TLE here but not on ideone

emin3m · February 23, 2015, 4:17pm

hello,i don’t understand why do i get tle for prime palindrome it is working fine on ideone have a look at solution—>link

damn_me · February 23, 2015, 4:29pm

Edited: Eliminate unnecessary function calls like for for any i which is even, you know that cannot be the answer. Use scanf, printf () for io. That may amend your TLE verdict. If you’re still getting TLE (reason in comments), usually, what people do in such questions is find all possible prime numbers which are palindromes using brute force(if the constraints which is possible in this problem) and then output the answer in much less time and computation. See my


[1] for that.


  [1]: http://www.codechef.com/status/PRPALIN,damn_me

emin3m · February 23, 2015, 4:33pm

thanks for reply but see in question it is written number greater or equal to the number.if i will change i=n to i=n+1 than many cases may get wrong as the original number will not get consider.If line 35 is wrong than how to improve .

damn_me · February 23, 2015, 4:39pm

Oh, I missed that point. Check for condition inside the loop that if i is even, then there’s no need to call the two functions as we know that cannot be a prime number.

emin3m · February 23, 2015, 5:04pm

thanks…one last thing i would like to know that whats the time complexity of my code,i feel difficulty in finding time complexity of these type of code.

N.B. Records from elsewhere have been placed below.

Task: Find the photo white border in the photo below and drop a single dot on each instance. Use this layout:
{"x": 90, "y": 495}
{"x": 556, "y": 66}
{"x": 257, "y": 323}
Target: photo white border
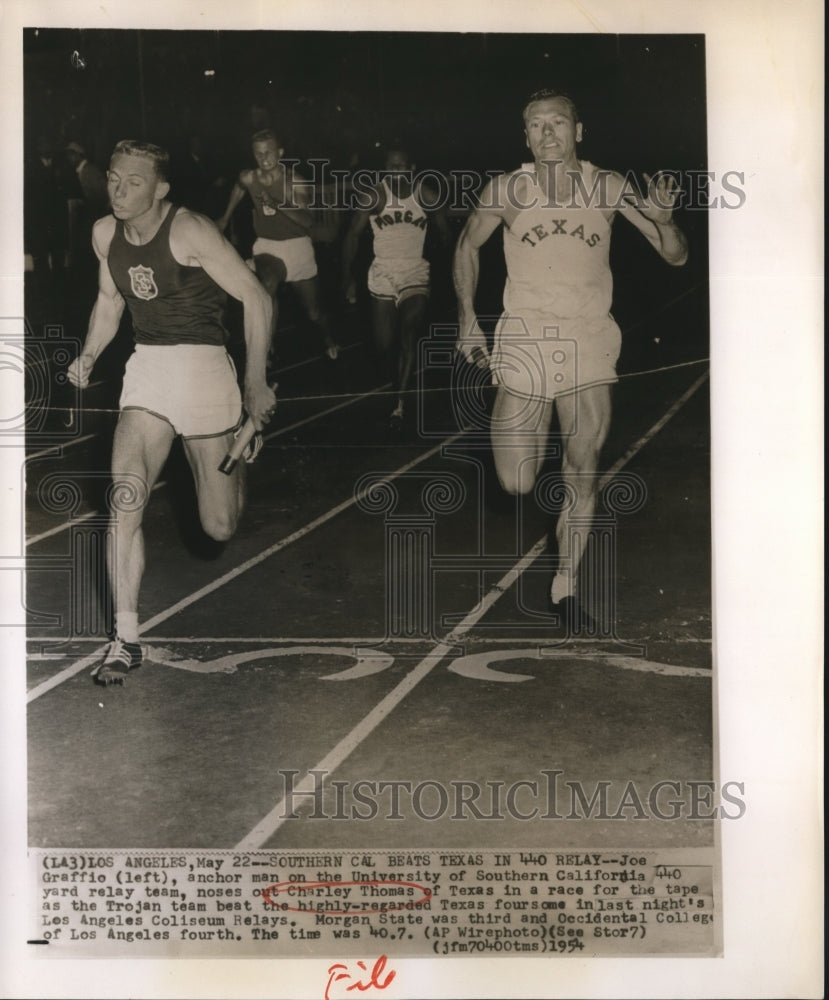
{"x": 765, "y": 117}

damn_me · February 23, 2015, 7:13pm

Try calculating this way: Your every value of i in for loop of main() you’ll have no_of_time_isprime + no_of_time_ispalindrome i.e. number of operations both the function performs which is sqrt(num)+(no_of_digits_num). These much operations will be there for every value of i, thus total is (100000-n)*(sqrt(i)+(no_of_digits_i)) . This is what will happen in worst case. And thus you can fairly assume that its tough for your code to pass the constraints.

emin3m · February 24, 2015, 9:08am

why 100000-n ??

damn_me · February 24, 2015, 11:48am

Oh, i thought of writing something else, in place of (100000-n), it’ll be (p-n) where p is the smallest prime number which will be your answer. So in the first case you can see that n is 100000 and answer for this is 1003001 so the maximum number of iterations can be till (1003001-n) as we hope to find answers for all other values of n till this number.